Bunun dışında orada otel yaparken kaliteli beton kullanmak için beton işini biz yapalım istedik. Son teknoloji ile üretilen bir beton üretimi kurduk. Biz beton üretimini kurduğumuzda Eksim Holding’inde bölgede baraj yaptığını gördük. Onlarda bizden beton istediler ve bizde verdik. Bunun üzerine Beton firmamızı incelemeye aldılar. Hayali birçok şey üzerinden cezalar kestiler. Biz de Gürcistan serbest pazar ekonomisinde değil mi, diye savunma yaptık, bu halinizle siz nasıl Avrupa Birliği’ne gireceksiniz dedik. Avrupa İnsan Hakları kanunlarını tanıdığınız için buradayız, dedik. Yine de bize ceza kestiler. Sonradan öğrendik ki bizimle ilgili bunlar eski hükümetin adamları demişler, bu nedenle üstümüze geliyorlarmış. Bunun üzerine Gürcistan’da etkili olabilecek Ankara’dan insanlar buldum. Onları arattırdık. Benim milletvekili olduğumu ve birinin adamı olmadığımı söylediler. Metin Arifağaoğlu’nu üzmeyin, dediler. Buradaki büyükelçi bizi araştırmış ve iyi bir rapor vermiş. Sonuçta bir şey çıkmadı. Bunun üzerine Gürcistan’daki bir bakandan randevu aldırdım. Bakana derdimizi anlattık ve düzelteceğiz, dediler.

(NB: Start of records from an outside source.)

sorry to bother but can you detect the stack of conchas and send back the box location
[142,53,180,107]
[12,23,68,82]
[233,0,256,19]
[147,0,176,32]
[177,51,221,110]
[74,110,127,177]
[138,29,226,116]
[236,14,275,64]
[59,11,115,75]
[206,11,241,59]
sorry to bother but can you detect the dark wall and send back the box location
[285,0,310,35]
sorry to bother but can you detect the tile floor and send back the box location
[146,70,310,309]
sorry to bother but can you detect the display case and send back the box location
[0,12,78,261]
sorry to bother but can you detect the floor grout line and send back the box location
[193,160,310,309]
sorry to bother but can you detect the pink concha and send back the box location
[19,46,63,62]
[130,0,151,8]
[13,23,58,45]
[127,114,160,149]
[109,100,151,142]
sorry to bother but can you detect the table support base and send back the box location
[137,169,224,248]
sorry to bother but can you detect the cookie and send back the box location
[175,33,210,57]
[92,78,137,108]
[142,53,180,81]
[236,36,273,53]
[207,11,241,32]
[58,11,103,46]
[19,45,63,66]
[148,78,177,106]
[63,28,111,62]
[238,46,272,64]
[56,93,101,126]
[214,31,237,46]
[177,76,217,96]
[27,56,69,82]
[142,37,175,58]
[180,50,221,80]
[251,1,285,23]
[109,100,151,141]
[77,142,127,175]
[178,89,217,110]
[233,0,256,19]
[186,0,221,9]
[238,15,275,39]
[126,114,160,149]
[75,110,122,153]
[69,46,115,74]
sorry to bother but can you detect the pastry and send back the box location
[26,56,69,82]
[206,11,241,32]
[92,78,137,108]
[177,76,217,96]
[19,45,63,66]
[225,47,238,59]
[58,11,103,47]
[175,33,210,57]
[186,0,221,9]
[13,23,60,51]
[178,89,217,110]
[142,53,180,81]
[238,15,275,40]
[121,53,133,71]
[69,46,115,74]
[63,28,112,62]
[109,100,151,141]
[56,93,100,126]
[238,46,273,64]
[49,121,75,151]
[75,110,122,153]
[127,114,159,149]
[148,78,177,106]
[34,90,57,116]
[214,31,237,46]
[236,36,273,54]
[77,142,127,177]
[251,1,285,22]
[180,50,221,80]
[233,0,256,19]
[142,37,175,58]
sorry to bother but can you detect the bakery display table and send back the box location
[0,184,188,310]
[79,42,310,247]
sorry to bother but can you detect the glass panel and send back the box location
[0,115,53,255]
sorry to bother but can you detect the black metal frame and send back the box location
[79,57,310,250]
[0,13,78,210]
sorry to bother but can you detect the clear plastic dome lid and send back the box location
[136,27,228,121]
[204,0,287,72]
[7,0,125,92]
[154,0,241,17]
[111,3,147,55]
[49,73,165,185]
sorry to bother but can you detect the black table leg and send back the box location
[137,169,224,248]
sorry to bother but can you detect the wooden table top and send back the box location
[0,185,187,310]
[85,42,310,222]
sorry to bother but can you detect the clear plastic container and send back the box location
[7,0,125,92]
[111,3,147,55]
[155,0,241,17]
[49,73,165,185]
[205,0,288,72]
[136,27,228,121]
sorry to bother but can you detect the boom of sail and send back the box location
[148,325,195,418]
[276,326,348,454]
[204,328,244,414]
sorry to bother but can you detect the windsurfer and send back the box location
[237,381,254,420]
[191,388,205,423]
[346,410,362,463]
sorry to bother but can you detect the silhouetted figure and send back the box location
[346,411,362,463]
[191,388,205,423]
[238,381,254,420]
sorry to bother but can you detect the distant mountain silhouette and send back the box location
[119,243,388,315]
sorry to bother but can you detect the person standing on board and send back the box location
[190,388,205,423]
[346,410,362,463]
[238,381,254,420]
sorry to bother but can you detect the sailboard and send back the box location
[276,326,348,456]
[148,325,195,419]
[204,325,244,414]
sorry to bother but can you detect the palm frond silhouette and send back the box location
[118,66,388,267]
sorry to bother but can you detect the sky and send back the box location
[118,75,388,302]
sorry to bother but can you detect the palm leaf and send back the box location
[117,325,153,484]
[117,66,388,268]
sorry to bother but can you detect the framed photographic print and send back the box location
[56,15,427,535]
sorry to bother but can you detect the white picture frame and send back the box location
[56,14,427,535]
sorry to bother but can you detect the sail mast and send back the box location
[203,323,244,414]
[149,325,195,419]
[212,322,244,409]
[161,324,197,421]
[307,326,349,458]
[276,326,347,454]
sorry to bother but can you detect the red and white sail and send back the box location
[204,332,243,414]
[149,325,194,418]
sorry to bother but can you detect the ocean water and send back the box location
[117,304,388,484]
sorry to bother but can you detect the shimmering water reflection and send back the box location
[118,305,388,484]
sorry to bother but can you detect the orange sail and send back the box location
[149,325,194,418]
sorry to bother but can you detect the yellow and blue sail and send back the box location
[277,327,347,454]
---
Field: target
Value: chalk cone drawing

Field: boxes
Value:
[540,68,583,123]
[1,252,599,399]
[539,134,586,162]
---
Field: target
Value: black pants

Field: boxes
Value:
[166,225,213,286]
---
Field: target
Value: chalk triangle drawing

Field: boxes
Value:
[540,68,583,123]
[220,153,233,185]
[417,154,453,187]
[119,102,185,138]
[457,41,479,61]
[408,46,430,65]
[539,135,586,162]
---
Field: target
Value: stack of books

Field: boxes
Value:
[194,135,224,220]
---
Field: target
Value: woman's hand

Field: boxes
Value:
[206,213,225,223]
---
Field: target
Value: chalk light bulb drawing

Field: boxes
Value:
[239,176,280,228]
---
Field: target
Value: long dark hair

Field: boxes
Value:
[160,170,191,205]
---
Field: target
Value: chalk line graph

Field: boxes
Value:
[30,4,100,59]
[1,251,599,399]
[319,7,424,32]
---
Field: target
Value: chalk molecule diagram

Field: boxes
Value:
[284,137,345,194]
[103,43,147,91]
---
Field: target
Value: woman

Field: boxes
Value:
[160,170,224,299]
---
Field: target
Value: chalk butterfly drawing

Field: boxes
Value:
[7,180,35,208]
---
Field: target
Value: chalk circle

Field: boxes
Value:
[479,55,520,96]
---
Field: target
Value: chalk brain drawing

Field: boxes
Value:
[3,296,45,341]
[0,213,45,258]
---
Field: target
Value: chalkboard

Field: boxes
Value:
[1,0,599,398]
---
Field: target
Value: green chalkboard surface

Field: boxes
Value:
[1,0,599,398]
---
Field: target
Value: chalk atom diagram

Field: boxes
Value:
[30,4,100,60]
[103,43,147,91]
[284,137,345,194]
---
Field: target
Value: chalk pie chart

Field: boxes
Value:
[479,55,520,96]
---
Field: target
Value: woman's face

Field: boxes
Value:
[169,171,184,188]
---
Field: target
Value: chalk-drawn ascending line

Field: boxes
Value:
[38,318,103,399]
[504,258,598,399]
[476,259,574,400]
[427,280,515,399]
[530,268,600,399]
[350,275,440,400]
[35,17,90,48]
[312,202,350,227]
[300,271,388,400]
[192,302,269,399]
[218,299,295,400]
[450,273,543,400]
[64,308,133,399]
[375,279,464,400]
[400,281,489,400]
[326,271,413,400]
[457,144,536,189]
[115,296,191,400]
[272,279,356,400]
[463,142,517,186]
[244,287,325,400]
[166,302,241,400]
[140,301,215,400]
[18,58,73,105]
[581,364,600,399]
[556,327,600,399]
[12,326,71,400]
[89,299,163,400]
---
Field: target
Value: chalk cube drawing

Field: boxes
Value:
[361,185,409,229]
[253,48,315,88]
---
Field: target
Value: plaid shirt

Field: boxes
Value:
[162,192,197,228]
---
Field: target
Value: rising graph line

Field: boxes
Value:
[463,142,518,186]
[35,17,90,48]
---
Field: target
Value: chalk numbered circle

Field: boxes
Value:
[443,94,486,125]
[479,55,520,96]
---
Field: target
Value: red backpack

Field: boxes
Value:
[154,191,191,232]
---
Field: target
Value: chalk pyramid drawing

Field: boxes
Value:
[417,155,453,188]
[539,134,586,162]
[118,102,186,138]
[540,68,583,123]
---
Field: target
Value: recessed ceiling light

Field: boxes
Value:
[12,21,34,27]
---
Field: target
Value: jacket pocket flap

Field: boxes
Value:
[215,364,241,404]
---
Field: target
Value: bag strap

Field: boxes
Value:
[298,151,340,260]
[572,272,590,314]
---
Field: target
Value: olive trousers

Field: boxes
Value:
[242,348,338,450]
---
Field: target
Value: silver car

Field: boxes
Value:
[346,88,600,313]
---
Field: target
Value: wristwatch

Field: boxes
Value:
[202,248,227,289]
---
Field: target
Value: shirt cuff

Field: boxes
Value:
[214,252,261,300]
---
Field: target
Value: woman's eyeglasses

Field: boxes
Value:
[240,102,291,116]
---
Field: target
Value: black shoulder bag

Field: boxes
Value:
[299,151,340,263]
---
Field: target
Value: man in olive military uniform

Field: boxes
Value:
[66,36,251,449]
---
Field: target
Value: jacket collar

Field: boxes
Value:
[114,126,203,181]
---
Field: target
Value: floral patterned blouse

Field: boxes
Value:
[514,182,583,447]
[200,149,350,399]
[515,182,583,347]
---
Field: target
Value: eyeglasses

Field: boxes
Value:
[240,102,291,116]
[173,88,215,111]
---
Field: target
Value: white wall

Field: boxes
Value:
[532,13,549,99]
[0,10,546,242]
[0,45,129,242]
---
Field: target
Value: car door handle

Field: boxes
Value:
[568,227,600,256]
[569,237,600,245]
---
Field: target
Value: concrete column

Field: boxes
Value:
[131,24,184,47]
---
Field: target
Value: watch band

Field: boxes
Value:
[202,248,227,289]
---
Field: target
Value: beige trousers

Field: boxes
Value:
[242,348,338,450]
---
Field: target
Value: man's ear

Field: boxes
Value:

Halen düzelen bir şey olmadı. Şuanda bu yatırımı yaptığım için fazla memnun değilim. Kısaca hala Gürcistan’a arzu edilen demokrasinin gelmemiş olduğunu söyleyebilirim.

Gürcistan ekonomik açıdan daha gelişecek bir ülke fakat anlattıklarınızı çözmeleri gerekiyor, sanırım.

Gürcistan’ın yer altı zenginliği yok fakat yer üstü zenginlikleri çok fazladır. Başta da su geliyor. Türkiye’nin hidroelektrik üretiminin yarısı kadar potansiyelleri var. Toprak olarak çok küçük olmasına rağmen su potansiyeli büyüktür. Bu nedenle santrallarını kurup, Türkiye üzerinden Avrupa’ya elektrik satabilir. Bunu başarırlarsa kısa sürede ekonomilerini düzeltirler. Fakat bana yaptıklarını diğer firmalara da yaptıkları için sorun yaşıyorlar. Gürcistan cezalar keserek bütçeyi doldurmak istiyor. Ben gittiğimde ceza ile bütçenin dolmayacağını ifade ettim. Öncelikle firmaları büyütmeleri yaşatmaları gerekiyor ki vergi gelirleri artsın. Gürcistan’ın su potansiyelini kullanması için de yabancı yatırımcılara ayrıcalık yapmaları gerekiyor. Gürcistan da genç kadroların bu sorunları aşacağına inanıyorum.

Gürcistan’da casino işletmeciliği de var. Sizin kurduğunuz otel de casino var mı?

Bizim kurduğumuz otelde de casino var, fakat bunun işletmeciliğinden biz anlamadığımız için kiraya verdik. Kiralayan firma casinoyu açtı ve hizmet vermeye başladı. Leogrand Batumi otelimiz Ramazan bayramı boyunca %100 dolu olarak hizmet vermeye çalıştı. Gürcistan ile Türkiye arasında var olan dostluğu ümit ediyorum LEOGRAND Otel köprü vazifesi görerek artıracaktır.